Eni sorprende con 4,6 miliardi di utili

Il 2018 oltre le attese. Descalzi centra l'obiettivo di sganciare la crescita dai prezzi petroliferi

Eni sorprende con 4,6 miliardi di utili

L'Eni non teme più la volatilità del petrolio. E con risultati 2018 sopra le attese (i migliori degli ultimi 12 anni) si avvia alla presentazione del nuovo piano industriale 2019-2022 avendo centrato un obiettivo fondamentale: svincolare il più possibile la sua crescita finanziaria dai prezzi del greggio, grazie alla diversificazione geografica e di business. Un'impresa per una major del calibro di Eni, storicamente legata a doppio filo al business petrolifero. E che permetterà all'ad Claudio Descalzi di predisporre un piano ambizioso per accelerare lo sviluppo in aree strategiche come Arabia e Africa e l'impegno in business collaterali: dalle rinnovabili (con impianti propri) alla raffinazione.

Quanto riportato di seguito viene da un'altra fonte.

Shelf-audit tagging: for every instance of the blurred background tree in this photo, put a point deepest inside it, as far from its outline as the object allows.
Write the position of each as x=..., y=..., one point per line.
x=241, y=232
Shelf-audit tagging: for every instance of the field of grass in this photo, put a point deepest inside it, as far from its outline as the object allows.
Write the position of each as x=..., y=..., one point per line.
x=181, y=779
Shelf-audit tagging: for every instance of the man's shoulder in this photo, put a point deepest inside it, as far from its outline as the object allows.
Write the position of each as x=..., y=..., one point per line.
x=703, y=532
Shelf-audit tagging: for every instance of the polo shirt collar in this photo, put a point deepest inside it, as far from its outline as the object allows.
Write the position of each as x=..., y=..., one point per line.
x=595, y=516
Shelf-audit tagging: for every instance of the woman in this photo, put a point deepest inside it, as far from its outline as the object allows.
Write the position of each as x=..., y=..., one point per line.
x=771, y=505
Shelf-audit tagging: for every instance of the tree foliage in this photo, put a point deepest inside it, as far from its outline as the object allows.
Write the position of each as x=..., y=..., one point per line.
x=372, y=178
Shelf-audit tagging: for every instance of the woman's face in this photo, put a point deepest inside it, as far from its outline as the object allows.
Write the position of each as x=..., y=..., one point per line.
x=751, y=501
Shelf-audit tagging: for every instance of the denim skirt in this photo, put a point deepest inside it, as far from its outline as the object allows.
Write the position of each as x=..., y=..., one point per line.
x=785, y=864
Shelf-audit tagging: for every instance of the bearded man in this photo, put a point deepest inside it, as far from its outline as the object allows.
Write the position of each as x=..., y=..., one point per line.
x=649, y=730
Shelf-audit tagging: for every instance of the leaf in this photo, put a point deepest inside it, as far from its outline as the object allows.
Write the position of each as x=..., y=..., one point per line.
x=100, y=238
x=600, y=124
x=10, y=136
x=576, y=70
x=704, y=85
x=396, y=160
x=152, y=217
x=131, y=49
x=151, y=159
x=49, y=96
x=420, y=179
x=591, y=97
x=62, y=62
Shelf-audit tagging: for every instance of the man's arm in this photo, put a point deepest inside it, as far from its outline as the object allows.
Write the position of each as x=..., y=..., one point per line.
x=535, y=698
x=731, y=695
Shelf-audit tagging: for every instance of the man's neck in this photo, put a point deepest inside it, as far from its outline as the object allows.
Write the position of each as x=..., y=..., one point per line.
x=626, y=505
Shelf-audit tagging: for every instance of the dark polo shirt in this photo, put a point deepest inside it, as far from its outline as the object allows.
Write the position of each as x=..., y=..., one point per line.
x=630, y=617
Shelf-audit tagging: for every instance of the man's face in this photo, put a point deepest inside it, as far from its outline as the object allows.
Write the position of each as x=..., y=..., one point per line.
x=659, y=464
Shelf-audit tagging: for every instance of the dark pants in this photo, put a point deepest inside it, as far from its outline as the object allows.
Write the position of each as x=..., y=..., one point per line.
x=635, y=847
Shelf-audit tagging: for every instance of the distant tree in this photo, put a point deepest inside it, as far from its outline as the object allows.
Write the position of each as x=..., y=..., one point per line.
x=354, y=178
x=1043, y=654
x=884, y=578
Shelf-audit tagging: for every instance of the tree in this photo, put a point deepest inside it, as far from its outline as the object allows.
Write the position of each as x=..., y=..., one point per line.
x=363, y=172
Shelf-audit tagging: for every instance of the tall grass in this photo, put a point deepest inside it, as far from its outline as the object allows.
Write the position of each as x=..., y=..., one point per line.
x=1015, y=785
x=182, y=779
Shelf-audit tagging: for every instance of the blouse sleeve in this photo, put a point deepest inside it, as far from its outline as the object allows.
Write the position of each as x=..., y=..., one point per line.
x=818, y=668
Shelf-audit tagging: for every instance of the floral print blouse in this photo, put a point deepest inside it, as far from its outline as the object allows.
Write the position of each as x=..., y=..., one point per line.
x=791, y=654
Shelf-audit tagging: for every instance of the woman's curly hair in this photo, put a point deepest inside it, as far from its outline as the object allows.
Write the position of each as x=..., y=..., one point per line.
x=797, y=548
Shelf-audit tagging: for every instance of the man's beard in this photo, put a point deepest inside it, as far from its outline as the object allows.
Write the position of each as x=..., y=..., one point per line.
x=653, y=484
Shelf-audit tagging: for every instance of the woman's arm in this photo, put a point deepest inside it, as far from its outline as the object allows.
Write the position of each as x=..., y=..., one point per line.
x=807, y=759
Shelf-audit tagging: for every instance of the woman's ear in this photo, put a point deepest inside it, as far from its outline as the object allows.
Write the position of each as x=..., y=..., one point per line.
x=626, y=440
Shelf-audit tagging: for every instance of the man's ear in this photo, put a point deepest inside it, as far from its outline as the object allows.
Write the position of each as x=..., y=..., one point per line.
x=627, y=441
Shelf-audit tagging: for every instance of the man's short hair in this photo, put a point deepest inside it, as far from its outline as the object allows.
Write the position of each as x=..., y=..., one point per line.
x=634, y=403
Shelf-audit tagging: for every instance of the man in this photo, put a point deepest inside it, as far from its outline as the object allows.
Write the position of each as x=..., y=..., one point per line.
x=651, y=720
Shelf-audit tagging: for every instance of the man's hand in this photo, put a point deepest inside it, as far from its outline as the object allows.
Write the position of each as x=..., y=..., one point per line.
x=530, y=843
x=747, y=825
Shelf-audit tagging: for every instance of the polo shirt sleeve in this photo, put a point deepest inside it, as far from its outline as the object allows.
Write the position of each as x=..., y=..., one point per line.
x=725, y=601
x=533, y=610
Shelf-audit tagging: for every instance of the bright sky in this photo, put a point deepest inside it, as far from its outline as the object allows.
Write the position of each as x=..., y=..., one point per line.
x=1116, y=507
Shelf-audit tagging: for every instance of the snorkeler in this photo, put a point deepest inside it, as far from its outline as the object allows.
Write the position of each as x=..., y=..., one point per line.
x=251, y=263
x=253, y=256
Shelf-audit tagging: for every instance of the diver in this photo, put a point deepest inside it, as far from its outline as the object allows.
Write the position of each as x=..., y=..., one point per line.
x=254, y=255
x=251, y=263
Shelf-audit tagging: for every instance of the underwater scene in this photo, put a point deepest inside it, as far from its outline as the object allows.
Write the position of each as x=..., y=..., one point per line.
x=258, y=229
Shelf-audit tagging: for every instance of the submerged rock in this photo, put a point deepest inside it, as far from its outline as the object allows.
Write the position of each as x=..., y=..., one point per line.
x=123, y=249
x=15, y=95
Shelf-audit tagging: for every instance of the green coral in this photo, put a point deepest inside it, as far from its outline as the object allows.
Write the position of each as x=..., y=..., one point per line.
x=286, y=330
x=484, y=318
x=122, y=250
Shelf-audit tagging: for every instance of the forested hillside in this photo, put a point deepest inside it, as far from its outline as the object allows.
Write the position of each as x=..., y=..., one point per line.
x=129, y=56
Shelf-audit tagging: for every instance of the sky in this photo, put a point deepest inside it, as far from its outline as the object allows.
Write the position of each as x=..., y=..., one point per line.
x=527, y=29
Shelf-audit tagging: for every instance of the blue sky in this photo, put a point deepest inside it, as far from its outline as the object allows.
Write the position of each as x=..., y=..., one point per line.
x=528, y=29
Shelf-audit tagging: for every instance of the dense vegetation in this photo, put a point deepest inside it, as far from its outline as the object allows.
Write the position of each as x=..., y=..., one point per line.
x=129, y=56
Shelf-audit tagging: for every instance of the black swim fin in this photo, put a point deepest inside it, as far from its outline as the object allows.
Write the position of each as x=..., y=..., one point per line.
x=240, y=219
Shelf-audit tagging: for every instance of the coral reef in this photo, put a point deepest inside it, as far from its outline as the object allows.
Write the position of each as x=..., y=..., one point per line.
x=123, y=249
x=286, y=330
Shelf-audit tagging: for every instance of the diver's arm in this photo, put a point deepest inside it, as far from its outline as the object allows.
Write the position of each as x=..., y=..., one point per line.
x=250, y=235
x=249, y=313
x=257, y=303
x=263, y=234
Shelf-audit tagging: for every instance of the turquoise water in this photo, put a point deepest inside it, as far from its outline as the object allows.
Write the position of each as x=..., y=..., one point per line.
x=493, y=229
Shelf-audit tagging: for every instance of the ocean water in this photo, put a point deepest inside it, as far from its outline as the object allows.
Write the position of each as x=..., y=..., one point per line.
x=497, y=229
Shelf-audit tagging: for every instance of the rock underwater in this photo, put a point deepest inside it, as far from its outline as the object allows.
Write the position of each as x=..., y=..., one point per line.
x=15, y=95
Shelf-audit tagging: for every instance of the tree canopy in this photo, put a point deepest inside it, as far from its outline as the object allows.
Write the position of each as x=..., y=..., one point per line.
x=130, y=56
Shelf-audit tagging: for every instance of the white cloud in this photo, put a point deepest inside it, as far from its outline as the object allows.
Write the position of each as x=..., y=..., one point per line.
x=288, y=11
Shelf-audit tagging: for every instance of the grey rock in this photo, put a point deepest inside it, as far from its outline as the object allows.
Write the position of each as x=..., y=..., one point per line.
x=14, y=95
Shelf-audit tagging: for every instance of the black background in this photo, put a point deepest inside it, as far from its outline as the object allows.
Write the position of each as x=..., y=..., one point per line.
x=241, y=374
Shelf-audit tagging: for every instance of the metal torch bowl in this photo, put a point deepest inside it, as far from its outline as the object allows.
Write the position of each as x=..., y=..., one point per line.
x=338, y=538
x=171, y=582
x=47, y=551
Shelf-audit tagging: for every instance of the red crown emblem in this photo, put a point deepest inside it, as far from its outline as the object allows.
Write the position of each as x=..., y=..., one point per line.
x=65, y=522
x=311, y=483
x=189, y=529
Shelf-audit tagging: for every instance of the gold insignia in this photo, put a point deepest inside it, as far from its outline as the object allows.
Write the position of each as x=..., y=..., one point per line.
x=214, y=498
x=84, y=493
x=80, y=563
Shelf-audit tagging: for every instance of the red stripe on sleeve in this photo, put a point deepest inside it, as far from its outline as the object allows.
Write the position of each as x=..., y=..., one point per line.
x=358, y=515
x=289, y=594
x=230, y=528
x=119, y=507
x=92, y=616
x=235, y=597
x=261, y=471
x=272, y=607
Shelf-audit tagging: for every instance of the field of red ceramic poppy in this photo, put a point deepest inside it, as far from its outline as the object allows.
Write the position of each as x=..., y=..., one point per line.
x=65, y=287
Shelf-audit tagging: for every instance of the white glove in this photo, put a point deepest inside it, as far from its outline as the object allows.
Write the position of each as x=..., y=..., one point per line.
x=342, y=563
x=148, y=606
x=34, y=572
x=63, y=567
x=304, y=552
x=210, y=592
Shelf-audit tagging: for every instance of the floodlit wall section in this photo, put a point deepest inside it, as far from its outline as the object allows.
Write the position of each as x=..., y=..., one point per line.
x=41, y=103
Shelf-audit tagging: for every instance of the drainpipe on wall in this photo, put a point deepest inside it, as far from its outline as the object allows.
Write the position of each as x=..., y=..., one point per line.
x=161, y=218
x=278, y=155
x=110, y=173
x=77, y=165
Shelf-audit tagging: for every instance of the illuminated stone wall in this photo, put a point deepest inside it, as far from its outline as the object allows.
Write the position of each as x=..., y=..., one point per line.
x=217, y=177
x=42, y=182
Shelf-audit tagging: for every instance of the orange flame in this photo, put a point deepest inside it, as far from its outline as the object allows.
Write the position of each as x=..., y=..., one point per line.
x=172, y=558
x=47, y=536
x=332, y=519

Quanto all'anno appena concluso, l'utile netto è balzato a 4,22 miliardi (+25%), con l'utile netto adjusted che ha raggiunto 4,6 miliardi (+93%). Nel quarto trimestre, le stesse voci si sono attestate a 500 milioni e 1,46 miliardi. «I dati - ha sottolineato Descalzi - sono superiori al puro e semplice andamento del prezzo del Brent. Nel 2018 l'Eni ha raddoppiato il risultato operativo e il risultato netto in presenza di un prezzo Brent cresciuto solo del 25% rispetto al 2017», ha rimarcato l'ad assicurando che «il portafoglio complessivo è ancor meglio bilanciato e resistente alle ciclicità future». D'altra parte, tutto il settore ha dovuto fare i conti con un petrolio che in due anni (2014-2016) è passato da 100 a 30 dollari, imponendo un cambio di strategia: per Eni più diversificazione e esplorazione.

Tornando al 2018, a fare la parte del leone è stata la divisione esplorazione e produzione che ha contribuito per 10,8 miliardi all'utile operativo consolidato di 11,2 miliardi (+94%). Il gruppo, certo, ha tratto beneficio anche dall'incremento del prezzo del petrolio (+31%), ma la crescita è andata ben oltre. A spingere i conti è stato poi l'aumento della produzione di idrocarburi: raggiunto il record di 1,85 milioni di barili al giorno (+2,5%). Per Descalzi si tratta della «produzione giornaliera più alta di sempre», e questo nonostante il leggero rallentamento del quarto trimestre (-1%). A trainare il settore: i progetti in Egitto, Indonesia, Angola, Congo e Ghana e le maggiori produzioni di Kashagan, Goliat, Val d'Agri, e l'ingresso in Abu Dhabi. A fronte di investimenti netti per 7,94 miliardi, l'indebitamento è sceso di 2,63 miliardi a 8,29 miliardi.

Agli azionisti, il cda ha riservato un dividendo di 0,83 euro per azione di cui 0,42 già pagati come acconto a settembre 2018. Il dividendo a saldo sarà messo in pagamento il 22 maggio 2019. Ed è proprio la remunerazione a suscitare le maggiori attese da parte degli analisti, proiettati già al piano del 15 marzo, con il mercato che comunque premia il titolo con un rialzo di oltre il 2%. «Crediamo spiega Banca Imi - che la società possa optare per una politica di dividendi più generosa, insieme o in alternativa a un buy back». Al centro della strategia Eni ci sarà la crescita organica attraverso le esplorazioni: «In Medio Oriente non abbiamo finito, ma appena iniziato» ha detto l'ad rispondendo agli analisti sulla futura geografia del gruppo che vede nel Golfo un nuovo importante mercato, così come in Alaska.

Il piano svelerà poi le prospettive 2019, comprese quelle a rischio del Venezuela, dove Eni vanta crediti per 700 milioni di dollari e ha svalutato per 470 milioni le riserve.